The identification of novel classes of LXXLL motifs and the finding that they interact with ER in different ways have highlighted the complexity of ER action. As yet, given the limited number of coactivators and corepressors available for analysis, it is not possible to evaluate the full significance of our findings. However, we believe that these studies provide a glimpse of what is to come. In addition to the mechanistic insight offered by these studies, they have provided some novel technology which may be used in drug discovery. Some investigators have used the coactivator receptor ligand assay (CARLA) as a way of screening for compounds which function as receptor agonists and allow the formation of an AF-2/coactivator groove (21). For known receptors, where the cofactor interactions have been well established, this is likely to be useful. However, when studying an orphan receptor for which no ligand has been identified, its success relies on whether the receptor can interact with the coactivator chosen. For this purpose, a “universal” coactivator is desirable. Our studies have illustrated that several different LXXLL motifs interact differentially with different receptors.

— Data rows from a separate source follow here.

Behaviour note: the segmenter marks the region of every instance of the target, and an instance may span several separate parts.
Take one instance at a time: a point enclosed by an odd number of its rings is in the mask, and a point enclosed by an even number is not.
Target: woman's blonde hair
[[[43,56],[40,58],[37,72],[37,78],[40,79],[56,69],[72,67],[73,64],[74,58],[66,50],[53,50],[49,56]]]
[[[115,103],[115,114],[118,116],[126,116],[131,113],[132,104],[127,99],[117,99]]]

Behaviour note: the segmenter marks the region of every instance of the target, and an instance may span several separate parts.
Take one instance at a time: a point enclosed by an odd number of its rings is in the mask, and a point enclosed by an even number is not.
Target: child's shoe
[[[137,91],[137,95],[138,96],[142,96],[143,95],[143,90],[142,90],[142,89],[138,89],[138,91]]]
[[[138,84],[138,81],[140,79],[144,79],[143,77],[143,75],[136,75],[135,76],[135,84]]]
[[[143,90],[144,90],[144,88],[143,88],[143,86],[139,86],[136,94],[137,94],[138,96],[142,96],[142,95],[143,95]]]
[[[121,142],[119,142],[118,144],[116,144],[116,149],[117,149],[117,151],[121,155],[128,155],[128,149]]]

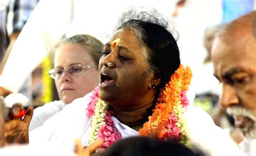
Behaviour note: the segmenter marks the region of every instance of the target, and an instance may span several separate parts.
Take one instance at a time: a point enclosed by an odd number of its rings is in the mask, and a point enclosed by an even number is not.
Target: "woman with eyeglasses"
[[[54,68],[49,74],[55,80],[60,100],[35,109],[29,131],[42,125],[66,104],[98,85],[98,66],[103,45],[93,37],[80,34],[64,38],[51,49]]]

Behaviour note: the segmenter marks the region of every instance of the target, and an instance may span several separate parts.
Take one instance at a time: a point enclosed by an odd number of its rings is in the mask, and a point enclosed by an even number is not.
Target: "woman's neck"
[[[148,120],[148,117],[152,114],[153,106],[153,103],[152,102],[129,111],[114,108],[112,108],[112,110],[114,112],[114,116],[120,122],[137,130]]]

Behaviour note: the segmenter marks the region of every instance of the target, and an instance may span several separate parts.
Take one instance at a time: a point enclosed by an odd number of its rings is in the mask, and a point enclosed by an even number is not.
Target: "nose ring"
[[[107,65],[107,67],[112,67],[112,63],[107,62],[106,65]]]

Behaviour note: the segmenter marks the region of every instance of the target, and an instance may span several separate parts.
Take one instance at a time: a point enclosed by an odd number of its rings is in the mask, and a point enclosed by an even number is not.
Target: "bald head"
[[[245,35],[256,39],[256,11],[242,16],[227,24],[217,34],[217,37],[225,40]]]
[[[256,11],[221,29],[212,58],[214,75],[223,83],[221,105],[245,137],[256,139]]]

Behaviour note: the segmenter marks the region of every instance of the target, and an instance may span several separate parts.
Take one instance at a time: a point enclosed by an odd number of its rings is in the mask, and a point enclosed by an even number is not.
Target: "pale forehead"
[[[93,63],[93,60],[86,46],[78,44],[65,44],[56,50],[55,66],[72,63]]]

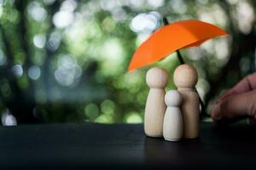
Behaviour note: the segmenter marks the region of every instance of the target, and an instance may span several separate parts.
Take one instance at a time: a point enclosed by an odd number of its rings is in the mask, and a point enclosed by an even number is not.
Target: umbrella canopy
[[[212,24],[200,20],[181,20],[154,31],[135,52],[129,71],[153,64],[184,48],[198,46],[212,37],[228,33]]]

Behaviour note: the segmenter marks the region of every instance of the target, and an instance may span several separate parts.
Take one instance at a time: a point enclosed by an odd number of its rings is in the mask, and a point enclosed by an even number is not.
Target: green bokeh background
[[[148,92],[146,71],[154,65],[166,69],[166,90],[175,88],[176,54],[127,73],[136,48],[163,26],[161,16],[169,22],[204,20],[230,34],[181,51],[199,72],[196,87],[207,114],[219,94],[255,70],[253,0],[1,0],[0,4],[0,111],[15,116],[18,124],[142,122]],[[148,19],[152,12],[154,28],[136,30],[141,23],[135,18]]]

Therefore, the use of a single peptide in a screening paradigm can be risky, but the chance of success will be increased by incorporating several different classes of peptides in the screen.

Another application of these peptides, validated in our study, is their use as peptide antagonists of receptor function. For instance, peptide #293, when introduced into cells, specifically inhibits ERβ-mediated responses to estrogen. Since a specific small-molecule inhibitor of ERβ has not been identified, we believe that the #293 peptide may allow us to unravel some of the biology of this receptor. We believe that the technology used in our studies will also be useful for the study of orphan receptors. Specifically, we suggest that the identification of peptides which bind specifically to an orphan receptor and which inhibit its transcriptional activity can be used as “peptide antagonists” to study the biology of the receptor when its ligands are not known.

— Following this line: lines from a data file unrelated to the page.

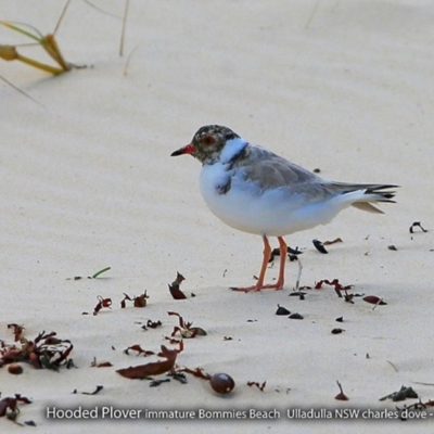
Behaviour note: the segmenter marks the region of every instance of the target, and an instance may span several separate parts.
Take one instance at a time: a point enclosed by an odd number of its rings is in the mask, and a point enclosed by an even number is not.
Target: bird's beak
[[[170,156],[178,156],[178,155],[183,155],[183,154],[192,154],[194,151],[194,146],[189,143],[183,148],[180,148],[178,151],[175,151],[170,154]]]

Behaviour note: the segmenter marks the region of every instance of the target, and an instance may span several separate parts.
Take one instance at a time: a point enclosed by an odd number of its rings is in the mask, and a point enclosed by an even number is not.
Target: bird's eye
[[[202,143],[203,144],[206,144],[206,145],[212,145],[214,142],[215,142],[216,140],[214,139],[214,137],[212,137],[212,136],[205,136],[203,139],[202,139]]]

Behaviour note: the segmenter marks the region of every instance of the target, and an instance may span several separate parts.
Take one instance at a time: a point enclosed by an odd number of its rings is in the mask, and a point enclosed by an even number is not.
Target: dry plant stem
[[[7,61],[16,60],[16,61],[23,62],[29,66],[36,67],[38,69],[44,71],[44,72],[47,72],[49,74],[53,74],[53,75],[59,75],[66,71],[71,71],[71,65],[67,64],[65,62],[65,60],[63,59],[63,55],[59,49],[58,42],[54,38],[54,34],[59,29],[59,26],[65,15],[65,12],[66,12],[66,9],[67,9],[69,2],[71,2],[71,0],[67,0],[66,4],[62,11],[62,14],[58,21],[58,24],[55,26],[54,33],[49,34],[47,36],[42,36],[35,28],[34,29],[36,30],[36,36],[15,24],[12,24],[9,22],[0,22],[3,26],[9,27],[15,31],[18,31],[31,39],[35,39],[47,51],[47,53],[60,65],[60,67],[50,66],[44,63],[35,61],[34,59],[24,56],[24,55],[20,54],[16,51],[15,47],[13,47],[13,46],[1,46],[0,47],[0,58],[3,60],[7,60]]]
[[[38,69],[42,69],[42,71],[44,71],[47,73],[50,73],[50,74],[53,74],[53,75],[59,75],[59,74],[62,74],[64,72],[64,69],[58,68],[55,66],[50,66],[50,65],[47,65],[44,63],[40,63],[38,61],[35,61],[35,60],[29,59],[29,58],[26,58],[26,56],[21,55],[18,53],[16,53],[16,54],[17,54],[16,55],[16,60],[17,61],[23,62],[23,63],[25,63],[27,65],[34,66],[34,67],[36,67]]]
[[[125,11],[124,11],[124,20],[123,20],[123,29],[122,29],[122,34],[120,34],[119,55],[124,55],[125,29],[127,27],[128,7],[129,7],[129,0],[125,0]]]
[[[298,263],[298,272],[297,272],[297,280],[295,281],[295,288],[294,288],[295,291],[298,291],[299,281],[302,279],[302,271],[303,271],[303,264],[299,260],[299,258],[297,258],[297,263]]]

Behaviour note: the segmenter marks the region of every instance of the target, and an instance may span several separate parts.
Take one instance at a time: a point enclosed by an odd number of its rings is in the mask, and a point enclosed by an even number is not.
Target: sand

The results presented in this study confirm that the coactivator LXXLL motif is necessary and sufficient for receptor interaction. In addition, they revealed the importance of sequences surrounding the LXXLL core in determining receptor selectivity and in defining the manner in which coactivators interact with the nuclear receptors. The complexity highlighted by these studies suggests that the currently available coactivators and corepressors represent only a fraction of those which will ultimately be found and shown to interact with the nuclear receptors.